Nancy Franco

Personal information
- Nickname: Chatita
- Born: Nancy Yesenia Franco de Alba 17 February 1989 (age 37) Guadalajara, Jalisco, Mexico
- Height: 5 ft 1 in (155 cm)
- Weight: Minimumweight

Boxing career
- Reach: 59 in (150 cm)
- Stance: Orthodox

Boxing record
- Wins: 19
- Win by KO: 5
- Losses: 23
- Draws: 2
- No contests: 1

= Nancy Franco =

Mexican boxer (born 1989)

Nancy Franco (born 17 February 1989) is a Mexican professional boxer. She is a two-time IBF female minimumweight champion.

==Career==
Franco began her professional boxing career with a third round knockout win over Araneli Luna on 29 November 2008.

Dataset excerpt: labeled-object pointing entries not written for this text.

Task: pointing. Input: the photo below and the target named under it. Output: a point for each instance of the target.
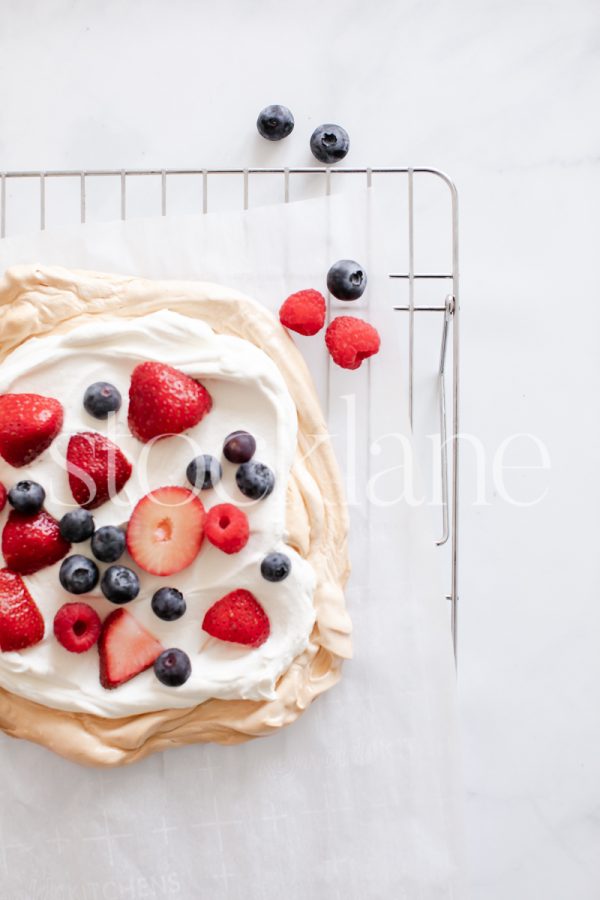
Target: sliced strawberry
(125, 648)
(31, 542)
(165, 530)
(97, 469)
(21, 622)
(238, 617)
(164, 401)
(28, 425)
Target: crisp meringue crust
(92, 314)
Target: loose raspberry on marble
(164, 401)
(304, 312)
(351, 340)
(227, 527)
(28, 425)
(77, 627)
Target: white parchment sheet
(361, 798)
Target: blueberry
(77, 526)
(120, 584)
(101, 398)
(346, 280)
(173, 667)
(204, 472)
(329, 143)
(275, 122)
(78, 574)
(27, 496)
(239, 446)
(255, 480)
(275, 567)
(168, 604)
(108, 543)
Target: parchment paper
(362, 797)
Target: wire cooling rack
(447, 308)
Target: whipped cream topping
(248, 393)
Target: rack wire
(449, 309)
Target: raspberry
(350, 340)
(227, 527)
(303, 312)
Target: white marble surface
(503, 95)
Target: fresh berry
(31, 542)
(97, 469)
(227, 527)
(77, 526)
(21, 622)
(255, 480)
(275, 567)
(164, 401)
(125, 649)
(303, 312)
(165, 530)
(28, 425)
(77, 627)
(102, 398)
(120, 584)
(239, 618)
(27, 496)
(351, 340)
(78, 574)
(108, 543)
(275, 122)
(173, 667)
(329, 143)
(239, 446)
(168, 604)
(204, 472)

She won the vacant IBF female minimumweight title by defeating Kayoko Ebata on a unanimous decision at Korakuen Hall in Tokyo, Japan, on 28 November 2013.

Franco lost the title in her first defense against Victoria Argueta in Monterrey, Mexico, on 10 May 2014, but regained the belt in a rematch in Epazoyucan, Mexico, on 21 February 2015.

She challenged WBC female minimumweight champion Yuko Kuroki in Fukuoka, Japan, on 20 December 2015, but lost by unanimous decision.

Franco challenged WBA female minimumweight champion Anabel Ortiz in Tlalpan, Mexico, on 29 July 2017. She again lost on a unanimous decision.